Sunday, August 2, 2009

The Baader Meinhof Complex (2008, Dir: Uli Edel)

Waiting in the lobby of the Civic theatre during the Auckland film festival, I found myself sat next to a strange individual – a lonely middle-aged man, who turned around to me and asked if I was waiting to see The Baader Meinhof Complex. I told him I was. He then asked “When does it come out?” I wasn’t sure exactly what he meant. Did he mean the full cinema release, the DVD release, or something else entirely? I had to ask him to rephrase the question two or three times before I realised that he was asking what time the showing finished that night. He then tried to spark a conversation about terrorism during the 1970s, specifically The Professionals TV series. I took one last look at him, mindful that he might be trying to recruit me for his nail-bombing campaign of Australasia, made my excuses and left.

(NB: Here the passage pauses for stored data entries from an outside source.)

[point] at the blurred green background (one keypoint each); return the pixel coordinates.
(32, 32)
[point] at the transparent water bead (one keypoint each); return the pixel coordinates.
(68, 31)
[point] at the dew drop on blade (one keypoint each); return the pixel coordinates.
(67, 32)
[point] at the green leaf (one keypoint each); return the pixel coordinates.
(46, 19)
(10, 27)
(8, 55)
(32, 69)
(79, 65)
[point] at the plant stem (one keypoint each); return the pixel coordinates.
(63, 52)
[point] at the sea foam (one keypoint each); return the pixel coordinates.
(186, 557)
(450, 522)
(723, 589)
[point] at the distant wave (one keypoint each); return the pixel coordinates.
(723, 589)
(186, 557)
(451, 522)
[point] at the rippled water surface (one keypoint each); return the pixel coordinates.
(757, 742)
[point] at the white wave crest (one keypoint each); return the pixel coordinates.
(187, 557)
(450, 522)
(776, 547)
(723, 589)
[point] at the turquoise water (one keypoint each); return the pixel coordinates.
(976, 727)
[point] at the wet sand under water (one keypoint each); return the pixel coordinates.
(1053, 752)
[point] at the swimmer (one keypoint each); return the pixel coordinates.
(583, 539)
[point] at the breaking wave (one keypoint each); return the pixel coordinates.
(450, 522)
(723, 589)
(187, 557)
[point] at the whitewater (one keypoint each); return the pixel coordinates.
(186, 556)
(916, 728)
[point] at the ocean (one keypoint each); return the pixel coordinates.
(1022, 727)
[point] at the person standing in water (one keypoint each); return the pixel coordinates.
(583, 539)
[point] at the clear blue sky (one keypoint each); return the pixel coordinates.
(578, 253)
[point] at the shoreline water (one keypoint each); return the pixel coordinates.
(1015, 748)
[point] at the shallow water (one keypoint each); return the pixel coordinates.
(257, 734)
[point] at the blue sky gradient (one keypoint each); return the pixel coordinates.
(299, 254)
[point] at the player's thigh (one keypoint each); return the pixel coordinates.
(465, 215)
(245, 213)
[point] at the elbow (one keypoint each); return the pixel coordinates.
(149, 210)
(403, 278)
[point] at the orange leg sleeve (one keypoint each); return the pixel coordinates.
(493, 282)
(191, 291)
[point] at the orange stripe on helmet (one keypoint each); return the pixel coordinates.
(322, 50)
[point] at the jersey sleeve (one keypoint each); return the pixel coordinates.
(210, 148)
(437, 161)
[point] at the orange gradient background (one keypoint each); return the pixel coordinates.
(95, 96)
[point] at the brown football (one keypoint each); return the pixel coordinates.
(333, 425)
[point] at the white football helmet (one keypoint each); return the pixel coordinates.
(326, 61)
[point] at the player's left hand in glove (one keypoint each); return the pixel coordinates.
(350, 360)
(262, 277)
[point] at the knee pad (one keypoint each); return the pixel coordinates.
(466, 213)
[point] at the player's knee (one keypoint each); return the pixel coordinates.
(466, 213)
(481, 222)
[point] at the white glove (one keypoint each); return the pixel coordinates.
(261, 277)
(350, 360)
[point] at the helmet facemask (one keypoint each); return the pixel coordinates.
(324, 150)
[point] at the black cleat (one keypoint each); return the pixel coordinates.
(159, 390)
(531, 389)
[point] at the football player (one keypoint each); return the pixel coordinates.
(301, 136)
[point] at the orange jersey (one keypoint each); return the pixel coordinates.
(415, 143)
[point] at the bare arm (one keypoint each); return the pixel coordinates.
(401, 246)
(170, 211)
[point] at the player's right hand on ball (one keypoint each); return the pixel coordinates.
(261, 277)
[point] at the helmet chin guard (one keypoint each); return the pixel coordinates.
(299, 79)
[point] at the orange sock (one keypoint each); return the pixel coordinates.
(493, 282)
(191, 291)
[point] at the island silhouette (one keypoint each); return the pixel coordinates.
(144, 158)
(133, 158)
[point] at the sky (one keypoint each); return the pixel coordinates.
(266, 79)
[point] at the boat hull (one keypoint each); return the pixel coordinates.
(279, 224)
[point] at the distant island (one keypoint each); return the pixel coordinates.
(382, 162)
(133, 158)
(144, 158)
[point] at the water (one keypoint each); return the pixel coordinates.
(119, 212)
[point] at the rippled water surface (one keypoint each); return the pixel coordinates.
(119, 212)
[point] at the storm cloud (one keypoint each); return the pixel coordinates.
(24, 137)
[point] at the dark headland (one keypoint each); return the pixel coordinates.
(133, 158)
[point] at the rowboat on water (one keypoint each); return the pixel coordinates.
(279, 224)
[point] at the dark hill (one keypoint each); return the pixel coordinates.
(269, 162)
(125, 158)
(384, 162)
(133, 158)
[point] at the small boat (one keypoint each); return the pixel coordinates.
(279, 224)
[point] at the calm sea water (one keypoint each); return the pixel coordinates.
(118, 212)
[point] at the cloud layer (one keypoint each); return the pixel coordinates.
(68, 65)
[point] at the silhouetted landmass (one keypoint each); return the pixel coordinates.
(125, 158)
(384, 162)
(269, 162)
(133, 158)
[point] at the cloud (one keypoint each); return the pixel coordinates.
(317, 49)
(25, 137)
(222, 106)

Selected as Germany’s official submission for the 2009 Academy Awards, Der Baader Meinhof Komplex (to give its German title) is an epic piece of cinema – a two and a half hour retelling of West German terrorist group The Red Army Faction (R.A.F.) from the late 1960s and into the late 1970s.

Moritz Bleibtreu (Run Lola Run, The Experiment, Munich) stars as Andreas Baader, thrust into the leadership of the R.A.F. following the attempted assassination of its popular student figurehead. Under Baader’s control, and legitimised in the press by the sympathetic Ulrike Meinhoff (Martina Gedeck), the R.A.F. embark on a terror campaign involving bombings, robberies, kidnappings and assassinations, to highlight the American imperialism creeping into post-war Germany.

Like Spielberg’s Munich, the film treads a fine line, unsure whether to depict the principle characters as Robin Hood-type everyman heroes, or callous evil criminals. Well-natured beginnings begin to crumble as their campaign intensifies and younger, more brutal members begin to join the cause.

The Baader Meinhof Complex is a very long film – probably exacerbated by the slow second half following such an exciting opening hour. The budget is on the level of a medium-sized Hollywood film, so the action sequences are perfectly executed; and as a period-piece the attention to detail is spot-on.

Bruno Ganz (Downfall, The Manchurian Candidate, The Reader) is restricted but notable in a small role as the head of the German police; but the film belongs to the young adults and their sense of disenfranchisement. It is a bloody film, and well worth a watch if only to understand the motives of a marginalised group, fighting back at what they perceive to be a fascist police state.

Thankfully, I left the cinema with all my limbs intact. My acquaintance in the lobby was just there to watch the film. Or was he?